By Richard L. Peck, Editor
We here at Medquest Communications had an interesting "cultural moment" a few weeks ago. In compiling a new publication for the hospital design field-a new area for us, and one that we're very excited about contributing to-we had occasion to refer to our DESIGN publication. That is a long-term care design showcase magazine that we have published annually for the past five years. Asked to clarify the difference between DESIGN and the new HealthCare DESIGN publication, yours truly said that the latter was involved with designs for "acute care."

I was admonished by a well-known interior designer who has been long involved with hospital construction and renovation projects. Hospitals, she said, refer to what they do as "healthcare"; they don't trouble to make the distinction between "acute care" and "long-term care." In other words, hospitals are the "main event" in healthcare.

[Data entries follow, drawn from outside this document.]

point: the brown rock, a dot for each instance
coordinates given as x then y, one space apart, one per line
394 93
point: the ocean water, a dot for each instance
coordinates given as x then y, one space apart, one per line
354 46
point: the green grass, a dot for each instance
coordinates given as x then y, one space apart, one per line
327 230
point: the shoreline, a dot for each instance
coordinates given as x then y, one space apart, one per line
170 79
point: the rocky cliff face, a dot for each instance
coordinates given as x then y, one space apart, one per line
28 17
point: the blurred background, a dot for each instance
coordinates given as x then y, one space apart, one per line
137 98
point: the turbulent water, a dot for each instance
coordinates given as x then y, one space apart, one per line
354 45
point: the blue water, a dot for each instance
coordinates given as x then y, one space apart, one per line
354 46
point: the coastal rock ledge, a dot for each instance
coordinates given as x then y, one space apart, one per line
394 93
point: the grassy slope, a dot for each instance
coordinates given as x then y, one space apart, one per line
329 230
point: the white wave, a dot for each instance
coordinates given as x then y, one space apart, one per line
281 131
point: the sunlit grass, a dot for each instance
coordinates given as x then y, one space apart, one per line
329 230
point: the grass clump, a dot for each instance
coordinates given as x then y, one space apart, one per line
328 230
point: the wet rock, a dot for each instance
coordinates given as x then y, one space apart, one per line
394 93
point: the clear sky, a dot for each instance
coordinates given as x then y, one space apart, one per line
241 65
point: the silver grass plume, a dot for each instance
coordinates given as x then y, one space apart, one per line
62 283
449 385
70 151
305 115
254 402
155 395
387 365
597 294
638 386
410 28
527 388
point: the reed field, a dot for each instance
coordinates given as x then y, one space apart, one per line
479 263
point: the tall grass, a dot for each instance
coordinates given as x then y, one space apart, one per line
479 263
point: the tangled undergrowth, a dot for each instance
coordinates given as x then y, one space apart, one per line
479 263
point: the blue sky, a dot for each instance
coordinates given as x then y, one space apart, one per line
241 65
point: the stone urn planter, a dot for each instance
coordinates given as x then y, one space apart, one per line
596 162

Everything else is relegated to niche status.

Hearing this led me to understand more fully why long-term care has such a difficult time getting across its case to the powers that be, particularly in Washington. Too many legislators just don't perceive it as being worth troubling much about. Any doubts I had on that score were laid to rest when Larry Minnix, president and CEO of the American Association of Homes and Services for the Aging (AAHSA), told a press conference about a recent Capitol Hill encounter he had. Noting the absence of any reference to long-term care in a piece of healthcare staffing legislation, Minnix suggested to a sponsoring congressperson that long-term care has its own problems, deserving specific attention, and spelled out what those were. The congressperson confessed to "never having heard it explained that way before," and made sure that special reference to long-term care was inserted into the bill.

Long-term care is, of course, a crucial part of the "healthcare" continuum, and growing more central to it every day. It's just that not everyone believes that. Until they do, the world will go blithely on its way: underpaying, over-regulating, punishing providers with gusto-and eventually wondering why the system just doesn't measure up to their needs.